Long-time smokers should get lung CT
Q: I used to smoke two packs a day but quit recently. Should I get a lung cancer screening?
A: Lung cancer causes about 30 percent of all cancer deaths in the United States. In Philadelphia, lung cancer is the second-leading cause of death, with 61.1 per 100,000 population, far higher than Pennsylvania's average of 50.9.
The only test for lung cancer used to be an X-ray, which generally catches lung cancer too late for care to succeed. Today, a low-dose CT scan can find cancer early, before symptoms appear, and when it's easier to treat.
Annual, low-dose CT screening is recommended for high-risk individuals, including those who smoked a pack of cigarettes a day for 30 years or an equivalent amount (i.e., two packs a day for 15 years) and who are between ages 55 and 80. But high-risk people shouldn't be scanned if they're not healthy enough to withstand care, or if they stopped more than 15 years ago. Smoking is the biggest risk factor, and the more and longer people smoke, the higher their risk.
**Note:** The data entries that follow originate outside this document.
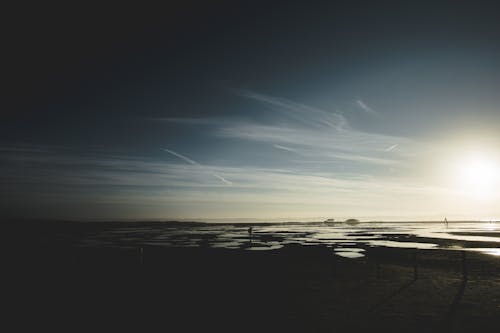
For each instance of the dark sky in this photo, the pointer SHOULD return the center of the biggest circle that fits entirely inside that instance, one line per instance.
(240, 108)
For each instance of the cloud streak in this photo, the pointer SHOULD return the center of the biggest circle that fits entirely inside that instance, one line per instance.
(365, 107)
(192, 162)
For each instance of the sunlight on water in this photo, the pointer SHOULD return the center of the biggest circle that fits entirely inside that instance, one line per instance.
(347, 241)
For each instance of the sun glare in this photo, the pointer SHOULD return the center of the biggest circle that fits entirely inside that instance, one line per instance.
(478, 175)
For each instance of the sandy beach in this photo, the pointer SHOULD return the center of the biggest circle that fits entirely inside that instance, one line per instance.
(295, 288)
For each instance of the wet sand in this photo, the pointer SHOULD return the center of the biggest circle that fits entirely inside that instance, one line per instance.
(63, 287)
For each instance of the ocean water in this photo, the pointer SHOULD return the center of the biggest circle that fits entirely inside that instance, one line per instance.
(347, 241)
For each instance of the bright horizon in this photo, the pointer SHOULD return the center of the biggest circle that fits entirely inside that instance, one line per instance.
(336, 111)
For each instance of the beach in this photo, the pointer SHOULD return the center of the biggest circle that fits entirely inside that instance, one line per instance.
(62, 285)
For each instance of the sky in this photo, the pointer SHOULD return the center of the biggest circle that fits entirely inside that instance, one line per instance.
(260, 110)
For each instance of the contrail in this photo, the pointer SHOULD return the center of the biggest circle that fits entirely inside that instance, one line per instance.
(391, 148)
(365, 107)
(190, 161)
(182, 157)
(284, 148)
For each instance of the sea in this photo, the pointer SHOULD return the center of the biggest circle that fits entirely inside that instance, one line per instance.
(349, 241)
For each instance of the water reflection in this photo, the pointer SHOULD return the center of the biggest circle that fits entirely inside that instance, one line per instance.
(348, 240)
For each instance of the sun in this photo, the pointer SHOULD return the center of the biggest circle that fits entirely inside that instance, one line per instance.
(477, 174)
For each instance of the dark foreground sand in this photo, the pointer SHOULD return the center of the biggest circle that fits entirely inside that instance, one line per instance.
(55, 286)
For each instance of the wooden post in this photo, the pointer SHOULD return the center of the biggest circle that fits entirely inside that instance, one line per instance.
(464, 266)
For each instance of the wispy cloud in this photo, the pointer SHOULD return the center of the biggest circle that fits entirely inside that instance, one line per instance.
(192, 162)
(302, 113)
(317, 134)
(365, 107)
(284, 148)
(391, 148)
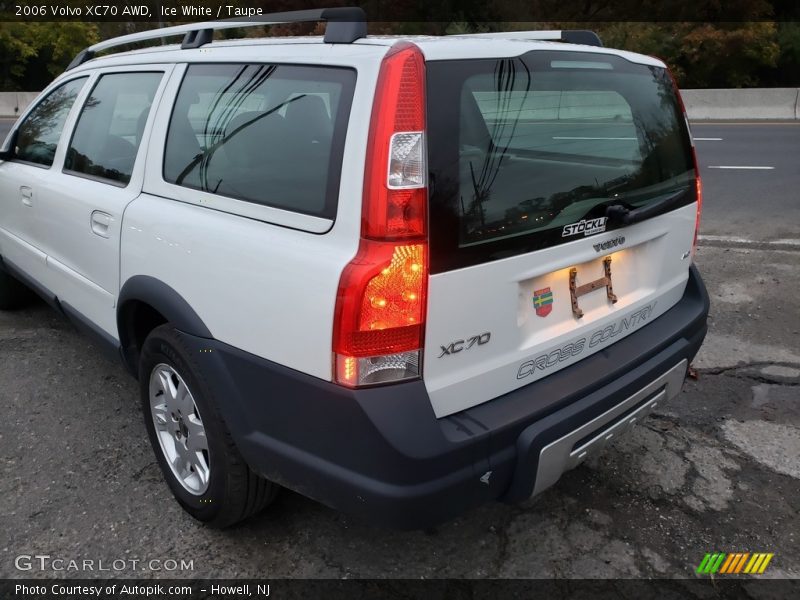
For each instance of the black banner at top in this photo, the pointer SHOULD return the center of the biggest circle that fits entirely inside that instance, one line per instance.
(394, 11)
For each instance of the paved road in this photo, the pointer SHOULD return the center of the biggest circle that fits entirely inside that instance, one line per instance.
(715, 470)
(757, 204)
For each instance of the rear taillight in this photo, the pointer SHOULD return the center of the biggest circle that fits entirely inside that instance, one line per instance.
(382, 298)
(697, 182)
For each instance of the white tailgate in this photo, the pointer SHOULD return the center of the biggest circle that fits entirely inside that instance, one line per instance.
(648, 271)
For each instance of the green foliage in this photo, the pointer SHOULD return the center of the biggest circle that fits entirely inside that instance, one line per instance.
(26, 48)
(714, 55)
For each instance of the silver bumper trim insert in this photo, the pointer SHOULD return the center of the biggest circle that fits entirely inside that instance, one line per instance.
(562, 455)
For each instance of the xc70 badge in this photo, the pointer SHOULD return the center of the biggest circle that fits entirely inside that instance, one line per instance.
(459, 345)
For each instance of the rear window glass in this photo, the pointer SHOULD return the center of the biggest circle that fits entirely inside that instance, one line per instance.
(268, 134)
(546, 140)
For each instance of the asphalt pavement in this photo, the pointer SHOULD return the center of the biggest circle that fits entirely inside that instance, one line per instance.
(714, 470)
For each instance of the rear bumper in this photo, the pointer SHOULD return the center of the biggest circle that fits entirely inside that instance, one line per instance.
(382, 454)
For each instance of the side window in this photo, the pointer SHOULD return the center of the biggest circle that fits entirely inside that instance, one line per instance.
(38, 135)
(110, 126)
(268, 134)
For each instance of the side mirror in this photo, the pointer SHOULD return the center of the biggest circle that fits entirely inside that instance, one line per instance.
(7, 151)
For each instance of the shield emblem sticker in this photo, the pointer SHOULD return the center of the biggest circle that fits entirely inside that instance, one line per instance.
(543, 301)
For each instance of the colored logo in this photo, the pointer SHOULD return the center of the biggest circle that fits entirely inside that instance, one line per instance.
(543, 301)
(733, 563)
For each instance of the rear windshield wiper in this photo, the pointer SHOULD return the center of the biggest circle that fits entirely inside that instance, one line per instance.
(624, 215)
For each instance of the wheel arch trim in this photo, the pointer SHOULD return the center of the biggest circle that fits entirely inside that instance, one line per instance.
(161, 298)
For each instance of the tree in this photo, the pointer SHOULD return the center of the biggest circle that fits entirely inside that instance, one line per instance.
(31, 54)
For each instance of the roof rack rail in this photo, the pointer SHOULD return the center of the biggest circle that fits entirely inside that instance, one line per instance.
(569, 36)
(345, 25)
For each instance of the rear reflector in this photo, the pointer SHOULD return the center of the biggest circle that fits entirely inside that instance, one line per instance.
(382, 298)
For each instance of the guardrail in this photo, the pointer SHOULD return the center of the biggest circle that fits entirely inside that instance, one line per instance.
(743, 104)
(734, 104)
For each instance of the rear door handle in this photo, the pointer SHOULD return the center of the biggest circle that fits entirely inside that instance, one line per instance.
(101, 222)
(26, 194)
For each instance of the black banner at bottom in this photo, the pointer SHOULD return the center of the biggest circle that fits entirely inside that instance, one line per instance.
(355, 589)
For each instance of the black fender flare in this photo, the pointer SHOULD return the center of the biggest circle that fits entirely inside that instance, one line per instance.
(162, 298)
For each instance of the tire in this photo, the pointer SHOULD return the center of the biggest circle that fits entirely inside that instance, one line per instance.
(13, 294)
(209, 479)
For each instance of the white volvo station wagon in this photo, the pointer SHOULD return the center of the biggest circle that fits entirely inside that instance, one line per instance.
(404, 276)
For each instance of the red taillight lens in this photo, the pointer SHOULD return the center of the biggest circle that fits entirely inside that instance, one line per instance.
(395, 193)
(381, 300)
(699, 187)
(381, 304)
(698, 183)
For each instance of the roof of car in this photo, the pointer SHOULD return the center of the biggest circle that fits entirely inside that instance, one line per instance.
(306, 47)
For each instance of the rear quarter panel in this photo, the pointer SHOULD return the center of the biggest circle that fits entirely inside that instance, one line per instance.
(266, 282)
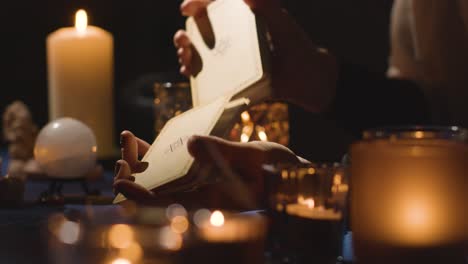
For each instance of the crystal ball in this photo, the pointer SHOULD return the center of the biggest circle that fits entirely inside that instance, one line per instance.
(66, 149)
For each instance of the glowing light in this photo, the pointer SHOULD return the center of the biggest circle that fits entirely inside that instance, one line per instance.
(81, 21)
(179, 224)
(245, 116)
(133, 253)
(174, 210)
(69, 232)
(309, 201)
(337, 179)
(120, 236)
(201, 217)
(262, 136)
(170, 240)
(300, 199)
(416, 216)
(292, 175)
(121, 261)
(418, 134)
(217, 218)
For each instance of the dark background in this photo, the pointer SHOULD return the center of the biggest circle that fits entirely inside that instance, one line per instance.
(357, 31)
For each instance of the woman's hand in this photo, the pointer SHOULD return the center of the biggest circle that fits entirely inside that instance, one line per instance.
(302, 72)
(239, 164)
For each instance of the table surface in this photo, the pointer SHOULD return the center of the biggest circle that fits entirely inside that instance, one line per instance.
(22, 229)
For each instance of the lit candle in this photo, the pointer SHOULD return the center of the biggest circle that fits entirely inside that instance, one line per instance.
(237, 229)
(409, 195)
(306, 208)
(80, 75)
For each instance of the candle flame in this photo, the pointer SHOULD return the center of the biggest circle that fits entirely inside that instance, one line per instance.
(81, 21)
(309, 201)
(245, 116)
(262, 135)
(217, 218)
(121, 261)
(121, 236)
(69, 232)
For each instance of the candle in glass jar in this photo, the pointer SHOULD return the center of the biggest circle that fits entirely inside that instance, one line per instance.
(80, 76)
(235, 229)
(409, 195)
(306, 208)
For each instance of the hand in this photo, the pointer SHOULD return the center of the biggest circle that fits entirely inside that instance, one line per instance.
(124, 182)
(302, 72)
(240, 164)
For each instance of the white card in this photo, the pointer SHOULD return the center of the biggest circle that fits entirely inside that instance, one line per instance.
(235, 62)
(168, 156)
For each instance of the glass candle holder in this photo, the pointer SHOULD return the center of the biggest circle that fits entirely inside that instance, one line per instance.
(157, 235)
(263, 122)
(308, 207)
(409, 193)
(143, 236)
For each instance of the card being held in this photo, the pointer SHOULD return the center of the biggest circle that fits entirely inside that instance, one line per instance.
(168, 157)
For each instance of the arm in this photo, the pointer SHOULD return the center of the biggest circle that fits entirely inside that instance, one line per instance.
(302, 72)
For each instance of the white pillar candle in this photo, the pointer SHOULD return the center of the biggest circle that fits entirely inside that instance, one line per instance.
(80, 75)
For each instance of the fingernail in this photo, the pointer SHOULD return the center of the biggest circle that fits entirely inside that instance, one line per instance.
(121, 140)
(117, 168)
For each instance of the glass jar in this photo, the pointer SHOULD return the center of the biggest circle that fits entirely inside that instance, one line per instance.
(170, 99)
(409, 192)
(308, 204)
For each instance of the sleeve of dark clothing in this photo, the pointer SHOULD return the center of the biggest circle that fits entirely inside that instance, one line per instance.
(366, 100)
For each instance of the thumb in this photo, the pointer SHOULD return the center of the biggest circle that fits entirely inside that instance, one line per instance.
(207, 149)
(193, 7)
(262, 6)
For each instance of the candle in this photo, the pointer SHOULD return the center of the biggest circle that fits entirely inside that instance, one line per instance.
(235, 229)
(80, 76)
(409, 196)
(306, 208)
(309, 206)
Mercy Fitzgerald and Mercy Philadelphia Hospitals have launched a lung CT screening program for longtime smokers, enabling physicians to detect malignancies at a very early stage and improve survival. The service will cost $99, so if a person's insurance does not cover it, the price should not deter them. Current or former heavy smokers should start getting yearly scans. A prescription is needed for a lung CT screening, so talk to your doctor about whether screening is right for you. And the best way to avoid lung cancer is to stop smoking.
Oleg M. Teytelboym, M.D., is a cancer-imaging specialist at Mercy Philadelphia and Mercy Fitzgerald Hospitals.